Monday, February 28, 2000
Schools and police allies in truancy battle
New program slashes rate
BY DANA DiFILIPPO
The Cincinnati Enquirer
With one in four students absent or tardy daily, Taft High School Principal Mary Gladden has become creative in trying to get kids to school.
She required latecomers to sit in the auditorium until their next class. She disciplined chronic truants by requiring them to give up weekend time at Saturday School. She even posted a sign outside the 900-student, West End school imploring parents to help fight truancy.
In December, she turned to the Cincinnati Police Division for help. A new program that the division's Youth Services Section launched last month has become her antidote.
Every time a student is late or absent, a Cincinnati police officer visits that child's home to determine if there's a legitimate reason for the absence or tardiness. If not, the officer returns the student to school; chronic school-skippers get a trip to juvenile detention.
The Target Truancy program has slashed truancy 35.8 percent since Jan. 24, according to police. About 50 kids were tardy daily last week, compared with an average of 132 a day before the program, police said.
We are unable to effect any kind of change in attendance without the participation of parents, Mrs. Gladden said. The police lend a voice of authority; they have the powers to take kids and parents to court. It's helping us tremendously with the number of kids who come late, but we're not sure yet on the impact on the daily attendance.
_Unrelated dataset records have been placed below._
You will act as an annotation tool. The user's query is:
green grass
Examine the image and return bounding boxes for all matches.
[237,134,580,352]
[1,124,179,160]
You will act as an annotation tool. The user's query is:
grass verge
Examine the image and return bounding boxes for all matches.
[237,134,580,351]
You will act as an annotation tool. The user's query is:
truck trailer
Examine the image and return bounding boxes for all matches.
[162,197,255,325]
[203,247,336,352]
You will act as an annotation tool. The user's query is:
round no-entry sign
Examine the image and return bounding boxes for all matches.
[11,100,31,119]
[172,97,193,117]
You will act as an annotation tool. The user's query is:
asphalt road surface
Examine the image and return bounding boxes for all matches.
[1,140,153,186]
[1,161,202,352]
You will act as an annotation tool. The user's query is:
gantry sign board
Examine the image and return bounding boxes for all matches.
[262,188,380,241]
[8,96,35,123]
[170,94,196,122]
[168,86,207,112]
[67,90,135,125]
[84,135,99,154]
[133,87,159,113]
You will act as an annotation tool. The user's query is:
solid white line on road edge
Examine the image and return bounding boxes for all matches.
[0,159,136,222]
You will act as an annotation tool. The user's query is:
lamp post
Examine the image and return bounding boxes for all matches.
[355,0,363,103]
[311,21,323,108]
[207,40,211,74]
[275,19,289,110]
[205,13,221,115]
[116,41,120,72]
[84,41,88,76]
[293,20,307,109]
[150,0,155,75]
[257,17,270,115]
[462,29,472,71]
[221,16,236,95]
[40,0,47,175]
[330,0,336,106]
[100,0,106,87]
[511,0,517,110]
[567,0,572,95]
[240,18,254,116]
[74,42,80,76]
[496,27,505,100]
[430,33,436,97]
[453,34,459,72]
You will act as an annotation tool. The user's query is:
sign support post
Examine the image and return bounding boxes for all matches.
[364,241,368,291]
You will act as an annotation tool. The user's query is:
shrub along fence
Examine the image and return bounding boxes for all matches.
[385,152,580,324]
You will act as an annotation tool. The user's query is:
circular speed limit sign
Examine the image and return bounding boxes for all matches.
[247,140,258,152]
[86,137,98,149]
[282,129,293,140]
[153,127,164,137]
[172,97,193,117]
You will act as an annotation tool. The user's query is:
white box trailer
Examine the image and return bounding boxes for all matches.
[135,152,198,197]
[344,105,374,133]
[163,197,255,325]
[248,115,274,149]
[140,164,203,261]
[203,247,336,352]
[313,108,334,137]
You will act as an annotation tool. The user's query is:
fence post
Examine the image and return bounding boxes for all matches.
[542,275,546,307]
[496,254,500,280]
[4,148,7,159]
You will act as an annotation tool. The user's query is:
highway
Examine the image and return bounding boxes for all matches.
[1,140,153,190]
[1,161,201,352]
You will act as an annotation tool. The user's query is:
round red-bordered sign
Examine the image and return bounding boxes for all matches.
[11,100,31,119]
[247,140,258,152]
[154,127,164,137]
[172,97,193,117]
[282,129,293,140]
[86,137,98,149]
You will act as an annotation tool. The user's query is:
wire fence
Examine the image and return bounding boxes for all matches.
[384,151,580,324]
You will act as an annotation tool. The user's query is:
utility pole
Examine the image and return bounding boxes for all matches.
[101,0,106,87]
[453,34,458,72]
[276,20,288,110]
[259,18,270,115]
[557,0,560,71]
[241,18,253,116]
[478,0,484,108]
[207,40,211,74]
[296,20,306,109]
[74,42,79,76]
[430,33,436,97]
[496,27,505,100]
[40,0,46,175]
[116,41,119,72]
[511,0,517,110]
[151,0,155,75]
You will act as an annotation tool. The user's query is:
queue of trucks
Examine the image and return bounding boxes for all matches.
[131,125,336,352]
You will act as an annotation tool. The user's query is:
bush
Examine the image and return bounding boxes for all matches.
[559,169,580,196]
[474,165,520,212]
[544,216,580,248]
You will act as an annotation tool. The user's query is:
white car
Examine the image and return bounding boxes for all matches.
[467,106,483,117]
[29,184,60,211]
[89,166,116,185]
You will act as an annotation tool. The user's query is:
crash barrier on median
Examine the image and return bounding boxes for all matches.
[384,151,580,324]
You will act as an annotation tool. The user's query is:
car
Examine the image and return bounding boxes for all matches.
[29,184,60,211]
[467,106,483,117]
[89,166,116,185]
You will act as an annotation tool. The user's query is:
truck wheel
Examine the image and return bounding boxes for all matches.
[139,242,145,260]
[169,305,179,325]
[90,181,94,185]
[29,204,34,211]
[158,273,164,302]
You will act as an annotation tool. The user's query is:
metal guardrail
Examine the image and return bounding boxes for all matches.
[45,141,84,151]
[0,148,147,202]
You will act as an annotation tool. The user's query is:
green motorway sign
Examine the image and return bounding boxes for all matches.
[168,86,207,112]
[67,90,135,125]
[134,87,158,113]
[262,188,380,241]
The program this week expanded to Oyler School, a kindergarten-through-seventh-grade school in Price Hill, said Capt. David G. Ratliff, commander of the Youth Services Section. The truancy rate is about 10 percent at Oyler and is highest among sixth- and seventh-graders, Principal Donald Bearghman said.
Capt. Ratliff said he'd like to expand the program to more schools, but future funding is uncertain. The division earmarked $50,000 from a federal grant to fund the program at Taft through the end of the school year.
Truancy is a gateway to crime, and it needs to be addressed, Capt. Ratliff said.